Monitoring
ME/CFS is a chronic medical condition, with a waxing and waning of symptoms and impairments. Long-term management with a single primary care physician is recommended. The National Institute for Health and Care Excellence recommends that adults with ME/CFS receive a review of their care and support plan in primary care at least once a year; review at least every 6 months is recommended for children and young people with ME/CFS. More frequent primary care reviews should be arranged as needed, with the interval dependent on the severity and complexity of symptoms, and the effectiveness of symptom management.[8] One strategy may be to provide counsel to patients every 3 months and to reassess them for other health issues and treatable diseases.
Primary care clinicians play a key role in management of patients with ME/CFS, typically retaining responsibility for long-term care and monitoring, in partnership with the ME/CFS specialist team in secondary care. A key role of the primary care clinician is to liaise with other health, social care, and educational professionals in response to specific evolving patient needs, and to facilitate access to resources in the community (e.g., physiotherapy, occupational therapy, dietetic support, and district nursing staff visits) as guided by disease severity and individual need.[10] Referral to the patient's named contact within the ME/CFS secondary care team may be required: for example, if new or deteriorating aspects of their condition develop.[8]

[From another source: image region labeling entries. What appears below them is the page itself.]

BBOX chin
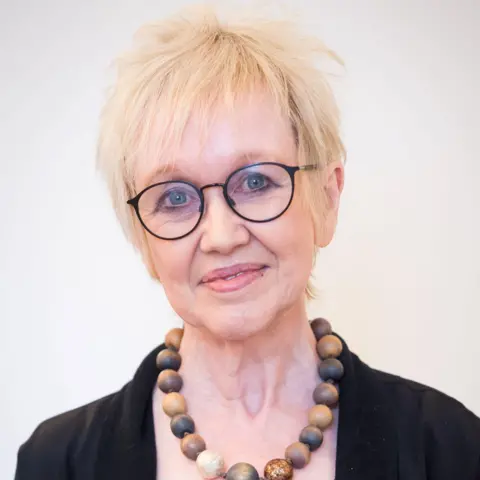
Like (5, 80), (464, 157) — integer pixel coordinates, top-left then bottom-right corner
(204, 309), (270, 342)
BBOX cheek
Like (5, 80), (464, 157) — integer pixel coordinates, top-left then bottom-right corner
(148, 239), (192, 288)
(264, 205), (315, 287)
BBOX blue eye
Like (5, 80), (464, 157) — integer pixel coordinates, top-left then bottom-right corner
(167, 190), (187, 206)
(246, 173), (266, 190)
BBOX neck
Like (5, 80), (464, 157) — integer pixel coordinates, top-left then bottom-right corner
(181, 305), (318, 417)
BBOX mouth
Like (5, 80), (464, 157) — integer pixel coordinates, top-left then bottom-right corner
(200, 263), (268, 293)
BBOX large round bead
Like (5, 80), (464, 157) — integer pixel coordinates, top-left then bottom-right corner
(197, 450), (225, 478)
(312, 382), (338, 408)
(317, 335), (343, 360)
(308, 405), (333, 430)
(162, 392), (187, 417)
(318, 358), (344, 382)
(180, 433), (207, 460)
(298, 425), (323, 452)
(285, 442), (310, 468)
(170, 413), (195, 438)
(165, 328), (183, 352)
(263, 458), (293, 480)
(310, 318), (332, 341)
(157, 348), (182, 371)
(225, 462), (260, 480)
(157, 370), (183, 393)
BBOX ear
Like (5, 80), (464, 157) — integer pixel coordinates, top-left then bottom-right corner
(315, 161), (345, 248)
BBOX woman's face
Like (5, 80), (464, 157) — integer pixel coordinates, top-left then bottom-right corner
(137, 95), (330, 339)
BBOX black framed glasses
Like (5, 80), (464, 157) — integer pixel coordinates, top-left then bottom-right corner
(127, 162), (317, 240)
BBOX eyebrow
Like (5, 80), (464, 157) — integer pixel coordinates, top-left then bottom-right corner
(145, 151), (279, 186)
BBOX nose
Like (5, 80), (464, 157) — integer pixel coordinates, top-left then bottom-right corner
(199, 188), (250, 255)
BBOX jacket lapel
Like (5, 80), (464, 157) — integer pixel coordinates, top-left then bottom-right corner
(336, 339), (398, 480)
(95, 338), (398, 480)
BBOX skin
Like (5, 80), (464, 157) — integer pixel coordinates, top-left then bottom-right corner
(137, 93), (343, 478)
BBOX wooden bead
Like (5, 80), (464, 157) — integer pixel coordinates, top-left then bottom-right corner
(298, 425), (323, 452)
(180, 433), (207, 460)
(310, 318), (332, 341)
(317, 335), (343, 360)
(263, 458), (293, 480)
(157, 348), (182, 371)
(170, 413), (195, 438)
(157, 370), (183, 393)
(162, 392), (187, 417)
(225, 462), (260, 480)
(285, 442), (310, 468)
(197, 450), (225, 478)
(313, 382), (338, 408)
(318, 358), (344, 382)
(308, 405), (333, 430)
(165, 328), (183, 352)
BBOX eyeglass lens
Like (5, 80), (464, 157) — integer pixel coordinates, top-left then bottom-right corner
(138, 164), (293, 239)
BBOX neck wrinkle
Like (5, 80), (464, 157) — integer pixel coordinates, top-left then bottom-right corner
(176, 308), (318, 418)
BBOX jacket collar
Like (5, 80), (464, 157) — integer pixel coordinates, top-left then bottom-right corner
(95, 338), (398, 480)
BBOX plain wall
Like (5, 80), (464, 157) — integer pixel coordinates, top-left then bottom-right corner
(0, 0), (480, 479)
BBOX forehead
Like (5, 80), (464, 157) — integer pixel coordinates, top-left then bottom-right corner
(137, 94), (296, 187)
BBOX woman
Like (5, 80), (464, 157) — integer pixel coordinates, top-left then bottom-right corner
(16, 6), (480, 480)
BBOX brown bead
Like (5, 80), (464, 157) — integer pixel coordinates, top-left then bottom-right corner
(180, 433), (207, 460)
(165, 328), (183, 352)
(313, 382), (338, 408)
(310, 318), (332, 341)
(170, 413), (195, 438)
(298, 425), (323, 452)
(317, 335), (343, 360)
(157, 348), (182, 371)
(318, 358), (345, 382)
(308, 405), (333, 430)
(157, 370), (183, 393)
(263, 458), (293, 480)
(285, 442), (310, 468)
(162, 392), (187, 417)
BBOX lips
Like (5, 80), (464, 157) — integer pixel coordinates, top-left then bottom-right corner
(200, 263), (265, 283)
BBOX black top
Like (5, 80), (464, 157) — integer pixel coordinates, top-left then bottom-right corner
(15, 340), (480, 480)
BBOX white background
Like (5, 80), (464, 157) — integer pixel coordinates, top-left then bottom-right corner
(0, 0), (480, 479)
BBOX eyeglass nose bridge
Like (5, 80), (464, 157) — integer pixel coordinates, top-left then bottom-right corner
(200, 183), (235, 208)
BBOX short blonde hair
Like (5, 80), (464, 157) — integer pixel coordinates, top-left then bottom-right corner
(97, 7), (345, 297)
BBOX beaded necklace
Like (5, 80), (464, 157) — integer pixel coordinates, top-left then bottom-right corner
(157, 318), (344, 480)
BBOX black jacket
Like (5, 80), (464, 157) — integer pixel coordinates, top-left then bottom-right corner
(15, 338), (480, 480)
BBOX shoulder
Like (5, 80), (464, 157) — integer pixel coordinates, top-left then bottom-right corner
(371, 369), (480, 432)
(15, 384), (128, 480)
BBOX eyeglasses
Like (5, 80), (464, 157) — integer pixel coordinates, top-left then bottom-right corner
(127, 162), (317, 240)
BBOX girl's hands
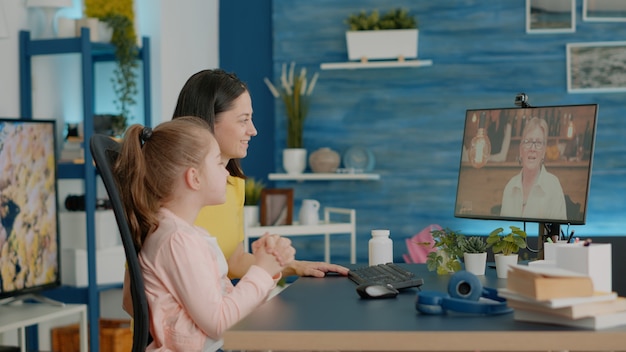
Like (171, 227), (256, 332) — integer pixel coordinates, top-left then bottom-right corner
(252, 233), (296, 276)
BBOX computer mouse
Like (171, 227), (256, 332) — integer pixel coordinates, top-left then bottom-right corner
(356, 284), (399, 298)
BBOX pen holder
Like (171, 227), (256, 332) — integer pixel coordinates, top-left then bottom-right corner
(546, 243), (613, 292)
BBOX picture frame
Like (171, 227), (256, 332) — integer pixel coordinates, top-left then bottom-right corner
(526, 0), (576, 33)
(566, 41), (626, 93)
(582, 0), (626, 22)
(260, 188), (293, 226)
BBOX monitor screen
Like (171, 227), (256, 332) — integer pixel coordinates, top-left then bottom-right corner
(454, 104), (598, 225)
(0, 119), (61, 298)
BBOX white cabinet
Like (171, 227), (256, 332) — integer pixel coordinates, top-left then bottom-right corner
(244, 207), (356, 264)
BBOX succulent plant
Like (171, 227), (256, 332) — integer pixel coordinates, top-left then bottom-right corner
(487, 226), (526, 255)
(460, 236), (489, 253)
(244, 177), (265, 205)
(346, 8), (417, 31)
(426, 228), (464, 275)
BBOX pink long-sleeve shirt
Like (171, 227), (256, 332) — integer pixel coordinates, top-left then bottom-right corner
(139, 208), (276, 351)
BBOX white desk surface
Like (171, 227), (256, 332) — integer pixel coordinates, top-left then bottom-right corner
(0, 303), (87, 352)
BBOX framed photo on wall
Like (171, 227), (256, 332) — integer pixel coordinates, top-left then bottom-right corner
(583, 0), (626, 22)
(260, 188), (293, 226)
(566, 41), (626, 93)
(526, 0), (576, 33)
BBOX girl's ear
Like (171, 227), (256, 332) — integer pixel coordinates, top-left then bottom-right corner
(185, 167), (200, 191)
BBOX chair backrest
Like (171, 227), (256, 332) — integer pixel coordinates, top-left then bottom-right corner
(89, 134), (150, 352)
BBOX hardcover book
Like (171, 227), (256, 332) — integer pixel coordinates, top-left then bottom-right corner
(513, 309), (626, 330)
(507, 265), (594, 300)
(498, 288), (617, 308)
(507, 297), (626, 319)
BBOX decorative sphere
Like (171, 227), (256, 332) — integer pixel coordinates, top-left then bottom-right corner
(309, 148), (341, 173)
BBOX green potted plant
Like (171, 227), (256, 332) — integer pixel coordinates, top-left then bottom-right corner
(487, 226), (527, 278)
(84, 0), (139, 136)
(459, 236), (489, 275)
(102, 14), (139, 136)
(426, 228), (464, 275)
(264, 62), (319, 174)
(243, 177), (265, 226)
(345, 8), (419, 62)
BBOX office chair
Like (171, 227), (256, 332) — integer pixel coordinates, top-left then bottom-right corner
(89, 134), (150, 352)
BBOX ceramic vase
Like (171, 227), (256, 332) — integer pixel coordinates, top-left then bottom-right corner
(346, 29), (419, 61)
(494, 253), (518, 279)
(283, 148), (307, 174)
(463, 252), (487, 275)
(243, 205), (259, 227)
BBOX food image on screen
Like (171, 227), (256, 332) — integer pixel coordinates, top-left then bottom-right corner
(0, 119), (59, 298)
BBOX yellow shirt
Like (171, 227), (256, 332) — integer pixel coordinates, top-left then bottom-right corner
(196, 176), (246, 259)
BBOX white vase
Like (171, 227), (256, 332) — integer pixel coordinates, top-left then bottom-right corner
(346, 29), (419, 60)
(463, 252), (487, 275)
(243, 205), (259, 227)
(494, 253), (517, 279)
(283, 148), (307, 174)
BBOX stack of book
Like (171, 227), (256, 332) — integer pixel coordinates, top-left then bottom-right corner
(498, 265), (626, 330)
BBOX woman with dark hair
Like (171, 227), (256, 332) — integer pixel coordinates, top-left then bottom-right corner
(173, 69), (348, 278)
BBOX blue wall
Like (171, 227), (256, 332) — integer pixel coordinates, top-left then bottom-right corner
(221, 0), (626, 262)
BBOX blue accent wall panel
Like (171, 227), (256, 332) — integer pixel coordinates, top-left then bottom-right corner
(228, 0), (626, 263)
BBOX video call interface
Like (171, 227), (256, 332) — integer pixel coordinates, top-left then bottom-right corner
(455, 104), (598, 225)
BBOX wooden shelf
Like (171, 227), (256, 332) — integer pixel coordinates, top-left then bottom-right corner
(267, 173), (380, 181)
(320, 60), (433, 70)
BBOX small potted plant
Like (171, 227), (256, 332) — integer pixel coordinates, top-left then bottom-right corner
(264, 62), (319, 174)
(426, 228), (464, 275)
(460, 236), (489, 275)
(243, 177), (265, 226)
(487, 226), (526, 279)
(345, 8), (419, 62)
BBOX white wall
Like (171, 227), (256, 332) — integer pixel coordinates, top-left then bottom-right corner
(0, 0), (219, 350)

Emphasis is placed on maximising functional capacity and improving symptom management. Medications, unnecessary diagnostic and laboratory testing, and ongoing consultant referrals should be kept to a minimum. Patients should be periodically reassessed for depression as untreated and more severe levels of depression may lead to a slower treatment response.[213]
Patients should be routinely monitored for depression and encouraged to engage with personally meaningful activities and social supports. Where indicated, patients should be assisted in accessing appropriate mental health care. A suicide evaluation is standard practice for all patients who appear to be clinically depressed or highly stressed.